贺子桀心中钝痛,声线低柔:“不能。”
盛夏咬齿,她痛苦地歪着头,苦楚的痉挛掠过她的嘴旁。
她从贺子桀掌心中抽出手指:“……要训练多久。”
“到他年底考音乐学院为止。”随声,贺子桀代替妻子点击了提交。
盛夏脱力倒在贺子桀怀中,一遍遍的哑声强调绝对不能让盛宸受伤。
贺子桀向来不会答应自己做不到的事情,于是对于妻子的声声请求,他没有应声。
沉默,代替了他的回答。
而盛夏也明白了他的意思。
既然是训练,就不可能完好无损。
变强这两个字眼,从来就是伴随着疼痛与伤痕的。
于是盛夏不再矫情,不再伤感。
她坐起身,背对着贺子桀道:“我不期望他能变得和你一样,但至少,他一定要能自保!”
……
盛宸和顾蕊在琴房里待了整整一个下午。
两人轮换,或者连弹。
盛宸喜欢的每一首曲子顾蕊都会,甚至连很多冷门生僻的曲子,顾蕊都能在盛宸起调后和弦进去。

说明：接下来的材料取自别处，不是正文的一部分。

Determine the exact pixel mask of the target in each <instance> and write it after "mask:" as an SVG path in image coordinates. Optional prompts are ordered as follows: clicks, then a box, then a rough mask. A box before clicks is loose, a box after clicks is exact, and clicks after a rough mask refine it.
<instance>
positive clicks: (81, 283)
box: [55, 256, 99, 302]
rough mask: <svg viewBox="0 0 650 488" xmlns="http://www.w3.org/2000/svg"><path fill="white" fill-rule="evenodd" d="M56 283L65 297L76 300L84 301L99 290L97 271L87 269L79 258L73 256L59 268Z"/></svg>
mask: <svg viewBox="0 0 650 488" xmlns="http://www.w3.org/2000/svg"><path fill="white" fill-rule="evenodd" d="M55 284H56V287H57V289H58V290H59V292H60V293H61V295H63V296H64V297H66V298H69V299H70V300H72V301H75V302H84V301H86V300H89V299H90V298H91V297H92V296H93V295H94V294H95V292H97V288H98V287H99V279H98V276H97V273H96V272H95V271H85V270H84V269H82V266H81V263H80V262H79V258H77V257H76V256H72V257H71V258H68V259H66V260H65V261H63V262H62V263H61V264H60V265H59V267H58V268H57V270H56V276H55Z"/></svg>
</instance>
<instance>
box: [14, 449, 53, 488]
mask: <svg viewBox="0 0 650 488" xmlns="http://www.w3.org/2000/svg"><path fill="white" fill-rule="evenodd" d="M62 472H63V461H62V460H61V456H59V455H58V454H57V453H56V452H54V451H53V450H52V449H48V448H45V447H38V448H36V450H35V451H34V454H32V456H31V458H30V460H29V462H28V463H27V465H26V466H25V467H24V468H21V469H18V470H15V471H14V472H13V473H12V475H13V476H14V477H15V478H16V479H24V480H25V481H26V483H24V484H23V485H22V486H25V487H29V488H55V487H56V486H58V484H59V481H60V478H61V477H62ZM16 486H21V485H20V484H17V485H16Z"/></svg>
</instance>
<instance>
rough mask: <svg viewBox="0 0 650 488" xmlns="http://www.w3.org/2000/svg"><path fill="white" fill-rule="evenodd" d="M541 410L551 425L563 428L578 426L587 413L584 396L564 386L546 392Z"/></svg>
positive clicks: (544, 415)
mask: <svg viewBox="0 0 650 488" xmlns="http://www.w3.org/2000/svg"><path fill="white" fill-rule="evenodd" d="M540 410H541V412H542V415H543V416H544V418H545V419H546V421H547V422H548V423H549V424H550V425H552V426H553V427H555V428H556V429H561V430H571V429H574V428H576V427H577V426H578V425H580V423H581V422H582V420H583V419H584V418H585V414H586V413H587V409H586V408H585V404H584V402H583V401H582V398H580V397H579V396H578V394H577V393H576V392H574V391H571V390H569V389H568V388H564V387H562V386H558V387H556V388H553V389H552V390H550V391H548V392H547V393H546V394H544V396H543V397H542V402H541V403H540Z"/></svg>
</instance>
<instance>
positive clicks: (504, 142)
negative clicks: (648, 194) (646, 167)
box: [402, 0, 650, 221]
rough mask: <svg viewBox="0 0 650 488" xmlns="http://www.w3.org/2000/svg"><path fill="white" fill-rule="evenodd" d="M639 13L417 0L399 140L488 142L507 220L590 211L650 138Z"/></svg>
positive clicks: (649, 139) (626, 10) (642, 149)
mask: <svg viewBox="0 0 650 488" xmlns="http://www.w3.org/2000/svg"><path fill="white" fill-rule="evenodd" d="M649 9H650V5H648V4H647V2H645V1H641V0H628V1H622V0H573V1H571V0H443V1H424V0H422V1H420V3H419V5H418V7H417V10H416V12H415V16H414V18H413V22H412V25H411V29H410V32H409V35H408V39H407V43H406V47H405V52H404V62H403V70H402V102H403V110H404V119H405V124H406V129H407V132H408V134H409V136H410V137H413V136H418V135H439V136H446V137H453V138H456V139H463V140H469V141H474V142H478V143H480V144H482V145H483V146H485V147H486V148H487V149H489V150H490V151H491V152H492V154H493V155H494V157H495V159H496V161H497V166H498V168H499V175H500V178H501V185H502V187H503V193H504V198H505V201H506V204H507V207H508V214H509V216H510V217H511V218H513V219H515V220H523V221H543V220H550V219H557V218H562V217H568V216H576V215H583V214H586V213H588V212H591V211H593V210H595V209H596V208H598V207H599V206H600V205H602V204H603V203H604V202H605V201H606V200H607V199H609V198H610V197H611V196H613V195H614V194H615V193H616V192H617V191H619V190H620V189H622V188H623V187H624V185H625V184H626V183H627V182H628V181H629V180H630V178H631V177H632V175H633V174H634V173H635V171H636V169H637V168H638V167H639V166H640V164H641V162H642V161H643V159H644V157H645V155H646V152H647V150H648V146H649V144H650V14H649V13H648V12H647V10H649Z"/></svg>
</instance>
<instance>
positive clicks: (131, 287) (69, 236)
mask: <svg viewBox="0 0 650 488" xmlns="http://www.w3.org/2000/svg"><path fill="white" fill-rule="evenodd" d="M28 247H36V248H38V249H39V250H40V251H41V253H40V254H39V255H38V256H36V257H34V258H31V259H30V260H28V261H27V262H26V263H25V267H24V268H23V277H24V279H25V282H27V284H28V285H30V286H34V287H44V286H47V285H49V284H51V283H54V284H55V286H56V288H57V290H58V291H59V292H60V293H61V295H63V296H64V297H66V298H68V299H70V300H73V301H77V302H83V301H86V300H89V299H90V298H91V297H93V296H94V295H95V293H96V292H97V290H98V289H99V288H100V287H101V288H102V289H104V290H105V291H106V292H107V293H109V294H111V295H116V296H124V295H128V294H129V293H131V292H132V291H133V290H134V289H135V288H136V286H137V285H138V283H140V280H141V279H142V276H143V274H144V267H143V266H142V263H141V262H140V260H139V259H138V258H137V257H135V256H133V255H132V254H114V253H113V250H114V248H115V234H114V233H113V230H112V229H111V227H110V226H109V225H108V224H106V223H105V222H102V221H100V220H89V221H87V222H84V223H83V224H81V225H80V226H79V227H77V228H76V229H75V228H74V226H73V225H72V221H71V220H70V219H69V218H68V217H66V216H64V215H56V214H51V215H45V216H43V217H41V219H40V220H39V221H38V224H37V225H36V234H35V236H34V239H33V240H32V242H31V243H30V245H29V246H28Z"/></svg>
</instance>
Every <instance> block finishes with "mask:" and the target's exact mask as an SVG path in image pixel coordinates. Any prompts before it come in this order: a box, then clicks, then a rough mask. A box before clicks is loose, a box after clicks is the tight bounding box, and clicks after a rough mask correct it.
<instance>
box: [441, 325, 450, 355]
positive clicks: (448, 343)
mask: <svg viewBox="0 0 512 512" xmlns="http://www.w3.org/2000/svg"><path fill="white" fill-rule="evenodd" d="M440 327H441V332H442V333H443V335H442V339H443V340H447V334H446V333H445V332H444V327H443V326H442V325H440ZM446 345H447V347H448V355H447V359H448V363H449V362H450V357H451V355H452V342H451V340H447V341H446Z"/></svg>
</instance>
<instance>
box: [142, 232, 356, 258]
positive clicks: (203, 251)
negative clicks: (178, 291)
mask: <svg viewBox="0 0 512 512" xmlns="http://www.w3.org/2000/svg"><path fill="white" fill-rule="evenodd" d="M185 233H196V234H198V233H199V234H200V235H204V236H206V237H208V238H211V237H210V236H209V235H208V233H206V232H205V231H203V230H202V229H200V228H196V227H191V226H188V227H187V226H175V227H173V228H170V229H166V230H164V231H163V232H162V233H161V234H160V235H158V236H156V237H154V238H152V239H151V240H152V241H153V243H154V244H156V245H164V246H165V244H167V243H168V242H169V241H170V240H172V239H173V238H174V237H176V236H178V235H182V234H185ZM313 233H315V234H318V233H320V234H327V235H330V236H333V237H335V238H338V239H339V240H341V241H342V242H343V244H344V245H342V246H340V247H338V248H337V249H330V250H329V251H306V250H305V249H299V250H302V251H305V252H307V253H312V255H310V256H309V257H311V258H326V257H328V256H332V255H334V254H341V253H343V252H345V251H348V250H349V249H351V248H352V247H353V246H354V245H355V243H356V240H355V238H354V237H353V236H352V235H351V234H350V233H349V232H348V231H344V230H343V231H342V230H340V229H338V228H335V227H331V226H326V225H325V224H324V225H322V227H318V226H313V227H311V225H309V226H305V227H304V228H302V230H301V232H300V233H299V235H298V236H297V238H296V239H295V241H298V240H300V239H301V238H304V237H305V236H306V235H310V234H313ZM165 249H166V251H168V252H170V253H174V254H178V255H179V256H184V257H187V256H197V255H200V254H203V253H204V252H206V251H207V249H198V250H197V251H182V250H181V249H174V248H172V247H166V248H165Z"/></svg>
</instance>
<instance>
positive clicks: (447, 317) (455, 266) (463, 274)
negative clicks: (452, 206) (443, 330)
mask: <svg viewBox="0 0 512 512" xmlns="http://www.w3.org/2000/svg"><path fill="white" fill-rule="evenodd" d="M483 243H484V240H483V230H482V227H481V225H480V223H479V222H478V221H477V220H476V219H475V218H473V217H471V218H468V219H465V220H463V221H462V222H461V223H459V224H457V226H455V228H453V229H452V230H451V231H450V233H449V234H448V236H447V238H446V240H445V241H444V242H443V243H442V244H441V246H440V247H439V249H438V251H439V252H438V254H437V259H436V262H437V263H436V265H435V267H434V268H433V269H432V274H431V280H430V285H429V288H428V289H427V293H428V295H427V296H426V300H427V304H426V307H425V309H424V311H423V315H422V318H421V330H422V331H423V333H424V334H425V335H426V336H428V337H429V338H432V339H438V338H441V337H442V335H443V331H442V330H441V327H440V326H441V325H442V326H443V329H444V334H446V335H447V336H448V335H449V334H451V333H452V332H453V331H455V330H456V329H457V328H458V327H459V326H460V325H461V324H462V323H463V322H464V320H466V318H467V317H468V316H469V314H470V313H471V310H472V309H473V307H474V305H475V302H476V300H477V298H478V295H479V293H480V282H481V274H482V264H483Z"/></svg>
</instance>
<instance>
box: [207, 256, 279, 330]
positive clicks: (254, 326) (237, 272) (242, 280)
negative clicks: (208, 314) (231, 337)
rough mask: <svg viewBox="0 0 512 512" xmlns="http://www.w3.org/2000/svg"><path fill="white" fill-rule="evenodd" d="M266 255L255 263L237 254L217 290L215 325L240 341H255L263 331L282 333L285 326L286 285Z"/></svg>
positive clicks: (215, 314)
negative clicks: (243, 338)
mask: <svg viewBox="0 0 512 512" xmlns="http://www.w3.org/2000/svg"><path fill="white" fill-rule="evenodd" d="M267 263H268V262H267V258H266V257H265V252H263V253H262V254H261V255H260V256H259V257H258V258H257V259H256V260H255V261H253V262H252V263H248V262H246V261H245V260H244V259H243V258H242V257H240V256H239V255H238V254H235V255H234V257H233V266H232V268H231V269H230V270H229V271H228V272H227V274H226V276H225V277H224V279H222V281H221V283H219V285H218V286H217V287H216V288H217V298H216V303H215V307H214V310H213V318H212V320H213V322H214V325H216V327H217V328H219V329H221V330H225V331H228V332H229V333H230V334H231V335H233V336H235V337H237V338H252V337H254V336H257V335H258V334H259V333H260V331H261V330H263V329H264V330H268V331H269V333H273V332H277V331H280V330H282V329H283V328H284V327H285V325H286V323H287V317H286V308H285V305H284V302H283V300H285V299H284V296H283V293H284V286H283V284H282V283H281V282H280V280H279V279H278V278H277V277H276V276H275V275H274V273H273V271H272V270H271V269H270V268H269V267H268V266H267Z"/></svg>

周炀在楼下听了大半天的琴声,从一开始的享受,渐渐演变成昏昏欲睡。
盛宸和顾蕊下楼的时候,周炀已经倒在沙发里睡着了。
他是无意陷入睡眠,所以受伤的手臂压在了身下。
盛宸示意顾蕊小声,自己轻手轻脚的过去想把周炀受伤的手臂解救出来。
结果他刚到跟前,手伸到距离周炀还有不足一尺时,就被狠狠钳住了手腕反手扭身按在了沙发上。
“盛宸!”顾蕊惊声大呼。
满目阴戾的周炀顷刻大梦初醒,像是从噩梦中被一把拽出。
他连忙松手把盛宸扶了起来,痛心急声:“没事吧?!伤到了吗?!”
说实话,周炀无意识的举动,其实是在梦境中将盛宸当做了敌人。
所以他出招是直接冲着死穴去的。
盛宸被拧到了手腕,连带整条胳膊都是一阵阵的酸麻揪痛。
见他疼的脸色都白了,周炀身上像着了火,焦灼万分痛苦不堪。
“伤哪儿了?!”他急得满头大汗,当即就握住盛宸的胳膊要撸他的衣袖。
盛宸气的不轻,横眉怒目的甩开他的手:“不用你管!”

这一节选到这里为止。